While trying to configure the iSCSI target such that it exports a RAM disk, I twice experienced a kernel crash (2.6.22.9 kernel). For the call stack (typed over from the console), see below. Can I do anything more to help finding the cause of this, like posting the kernel config or enabling kernel debug options ?
On Fri, 2008-02-01 at 15:45 +0100, Bart Van Assche wrote: > While trying to configure the iSCSI target such that it exports a RAM > disk, I twice experienced a kernel crash (2.6.22.9 kernel). For the > call stack (typed over from the console), see below. Can I do anything > more to help finding the cause of this, like posting the kernel config > or enabling kernel debug options ?
Hmm, smells a possible mismatch between the running kernel and compiled module. Is there anything particular about your configuration or kernel..? Does the gcc that is building said modules match the version string from /proc/version..? Also, what do your trunk/target/.make_autoconfig look like after generating your local version with trunk/target/autoconfig --write-to-file..?

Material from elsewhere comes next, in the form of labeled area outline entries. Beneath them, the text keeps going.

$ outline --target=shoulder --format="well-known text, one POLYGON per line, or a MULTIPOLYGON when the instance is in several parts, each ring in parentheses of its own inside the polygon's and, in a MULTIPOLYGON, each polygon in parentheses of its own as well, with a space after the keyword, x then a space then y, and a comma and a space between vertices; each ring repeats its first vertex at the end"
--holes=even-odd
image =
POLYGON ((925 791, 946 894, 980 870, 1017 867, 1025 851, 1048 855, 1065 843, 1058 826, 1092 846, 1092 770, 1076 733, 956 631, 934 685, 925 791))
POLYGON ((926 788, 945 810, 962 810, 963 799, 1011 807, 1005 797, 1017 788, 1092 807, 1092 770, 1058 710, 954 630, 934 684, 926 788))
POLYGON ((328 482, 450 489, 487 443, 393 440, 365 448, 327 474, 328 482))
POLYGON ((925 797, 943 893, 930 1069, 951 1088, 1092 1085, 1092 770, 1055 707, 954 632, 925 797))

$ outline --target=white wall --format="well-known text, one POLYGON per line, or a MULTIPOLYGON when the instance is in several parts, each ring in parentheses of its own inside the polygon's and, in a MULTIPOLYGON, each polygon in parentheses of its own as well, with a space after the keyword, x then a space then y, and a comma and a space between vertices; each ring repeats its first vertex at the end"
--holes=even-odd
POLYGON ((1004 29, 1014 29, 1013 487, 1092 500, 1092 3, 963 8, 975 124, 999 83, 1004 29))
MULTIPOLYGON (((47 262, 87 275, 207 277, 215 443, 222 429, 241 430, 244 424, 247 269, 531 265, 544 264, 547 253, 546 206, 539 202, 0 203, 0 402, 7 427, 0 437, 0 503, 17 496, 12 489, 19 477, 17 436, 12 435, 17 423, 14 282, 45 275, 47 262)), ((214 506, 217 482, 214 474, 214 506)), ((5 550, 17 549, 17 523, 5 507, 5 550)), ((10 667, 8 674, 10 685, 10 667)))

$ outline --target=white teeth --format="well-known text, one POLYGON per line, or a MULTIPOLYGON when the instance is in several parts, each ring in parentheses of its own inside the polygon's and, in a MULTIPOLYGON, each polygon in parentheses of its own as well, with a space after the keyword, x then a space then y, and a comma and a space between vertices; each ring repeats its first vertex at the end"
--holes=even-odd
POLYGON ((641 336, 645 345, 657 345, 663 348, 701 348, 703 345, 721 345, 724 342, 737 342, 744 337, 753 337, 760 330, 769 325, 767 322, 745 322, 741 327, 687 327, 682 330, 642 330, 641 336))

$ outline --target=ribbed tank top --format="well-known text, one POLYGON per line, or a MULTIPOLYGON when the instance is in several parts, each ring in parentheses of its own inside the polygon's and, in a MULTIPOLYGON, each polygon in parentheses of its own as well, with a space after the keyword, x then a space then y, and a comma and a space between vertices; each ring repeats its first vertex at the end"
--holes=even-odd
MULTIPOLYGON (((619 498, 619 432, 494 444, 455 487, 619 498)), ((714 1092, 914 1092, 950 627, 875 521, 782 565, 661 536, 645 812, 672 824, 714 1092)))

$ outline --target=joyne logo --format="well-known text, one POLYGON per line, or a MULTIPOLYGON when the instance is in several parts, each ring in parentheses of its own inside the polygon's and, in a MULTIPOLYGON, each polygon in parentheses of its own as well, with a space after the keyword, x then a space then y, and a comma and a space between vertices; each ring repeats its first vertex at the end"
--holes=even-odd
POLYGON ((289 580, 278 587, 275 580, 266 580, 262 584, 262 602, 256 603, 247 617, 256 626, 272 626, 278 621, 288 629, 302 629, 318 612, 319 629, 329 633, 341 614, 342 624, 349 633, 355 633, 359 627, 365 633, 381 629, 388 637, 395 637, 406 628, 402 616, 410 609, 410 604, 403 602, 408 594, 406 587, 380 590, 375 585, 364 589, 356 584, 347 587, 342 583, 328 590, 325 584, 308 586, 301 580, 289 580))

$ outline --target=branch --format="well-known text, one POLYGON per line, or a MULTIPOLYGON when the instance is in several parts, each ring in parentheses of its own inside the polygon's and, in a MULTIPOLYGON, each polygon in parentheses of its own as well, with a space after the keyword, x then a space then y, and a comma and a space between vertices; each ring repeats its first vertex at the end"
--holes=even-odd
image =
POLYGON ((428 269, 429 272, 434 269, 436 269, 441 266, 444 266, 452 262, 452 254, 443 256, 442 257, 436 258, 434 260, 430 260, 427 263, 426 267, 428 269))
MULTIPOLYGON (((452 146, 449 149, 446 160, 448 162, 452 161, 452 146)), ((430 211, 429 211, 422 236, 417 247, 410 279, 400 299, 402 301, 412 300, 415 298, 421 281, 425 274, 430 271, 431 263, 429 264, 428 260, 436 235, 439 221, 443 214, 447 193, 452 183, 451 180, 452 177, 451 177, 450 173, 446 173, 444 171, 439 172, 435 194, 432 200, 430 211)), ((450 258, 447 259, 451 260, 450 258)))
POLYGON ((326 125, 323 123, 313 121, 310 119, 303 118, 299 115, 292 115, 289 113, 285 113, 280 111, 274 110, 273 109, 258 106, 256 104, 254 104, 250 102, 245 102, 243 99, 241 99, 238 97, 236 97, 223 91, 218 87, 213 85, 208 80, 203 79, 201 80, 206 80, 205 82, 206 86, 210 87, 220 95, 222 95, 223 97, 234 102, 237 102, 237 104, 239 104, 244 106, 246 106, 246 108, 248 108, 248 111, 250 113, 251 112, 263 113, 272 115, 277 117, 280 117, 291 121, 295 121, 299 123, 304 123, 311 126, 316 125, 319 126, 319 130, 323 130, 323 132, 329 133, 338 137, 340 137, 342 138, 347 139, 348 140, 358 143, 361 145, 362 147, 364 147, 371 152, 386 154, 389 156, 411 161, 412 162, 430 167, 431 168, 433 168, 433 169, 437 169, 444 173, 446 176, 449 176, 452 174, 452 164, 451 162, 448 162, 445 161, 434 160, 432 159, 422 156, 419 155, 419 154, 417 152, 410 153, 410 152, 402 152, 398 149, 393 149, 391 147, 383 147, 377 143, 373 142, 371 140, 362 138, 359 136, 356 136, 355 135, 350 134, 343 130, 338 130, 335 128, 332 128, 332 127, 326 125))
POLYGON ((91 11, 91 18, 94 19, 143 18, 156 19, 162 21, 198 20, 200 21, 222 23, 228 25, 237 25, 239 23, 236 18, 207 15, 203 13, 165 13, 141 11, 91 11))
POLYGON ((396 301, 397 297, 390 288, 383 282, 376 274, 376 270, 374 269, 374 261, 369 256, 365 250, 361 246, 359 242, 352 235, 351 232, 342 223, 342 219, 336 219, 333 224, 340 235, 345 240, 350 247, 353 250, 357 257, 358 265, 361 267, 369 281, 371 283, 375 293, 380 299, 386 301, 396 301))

On Feb 1, 2008 4:01 PM, Nicholas A. Bellinger <n...@linux-iscsi.org> wrote:
> Hmm, smells a possible mismatch between the running kernel and compiled > module. Is there anything particular about your configuration or > kernel..? Does the gcc that is building said modules match the version > string from /proc/version..? Also, what do your > trunk/target/.make_autoconfig look like after generating your local > version with trunk/target/autoconfig --write-to-file..?
I built the kernel myself from the Ubuntu-server kernel source tree, and I had removed the directory /lib/modules/2.6.22.9 before starting the build. There were no complaints about version mismatches in the kernel log.
Note: I had to modify buildtools/ostype.pm before the software built.
On Fri, 2008-02-01 at 16:17 +0100, Bart Van Assche wrote: > On Feb 1, 2008 4:01 PM, Nicholas A. Bellinger <n...@linux-iscsi.org> wrote: > > Hmm, smells a possible mismatch between the running kernel and compiled > > module. Is there anything particular about your configuration or > > kernel..? Does the gcc that is building said modules match the version > > string from /proc/version..? Also, what do your > > trunk/target/.make_autoconfig look like after generating your local > > version with trunk/target/autoconfig --write-to-file..?
> I built the kernel myself from the Ubuntu-server kernel source tree, > and I had removed the directory /lib/modules/2.6.22.9 before starting > the build. There were no complaints about version mismatches in the > kernel log.
> Note: I had to modify buildtools/ostype.pm before the software built.
I seem to recall having to install a specific package to get the proper kernel sources for the default kernel, and I don't recall off the top of my head. These packages are available as 'target-modules' and 'target-source', with the former buildable using module-assistant, from the LIO ubuntu repository. There is an known issue with the PV-Ops enabled kernel and mpt-fusion driver with 2.6.22-14-virtual FYI.
Anyways, you should be fine as long as the running kernel's config matches the kernel source config from the KERNEL_*_DIR values in .make_autoconfig, and the gcc versions match as mentioned above. Out of curiousity, are you able to successfully build other out of tree modules that use KBuild..?
On Fri, 2008-02-01 at 07:36 -0800, Nicholas A. Bellinger wrote: > On Fri, 2008-02-01 at 16:17 +0100, Bart Van Assche wrote: > > On Feb 1, 2008 4:01 PM, Nicholas A. Bellinger <n...@linux-iscsi.org> wrote: > > > Hmm, smells a possible mismatch between the running kernel and compiled > > > module. Is there anything particular about your configuration or > > > kernel..? Does the gcc that is building said modules match the version > > > string from /proc/version..? Also, what do your > > > trunk/target/.make_autoconfig look like after generating your local > > > version with trunk/target/autoconfig --write-to-file..?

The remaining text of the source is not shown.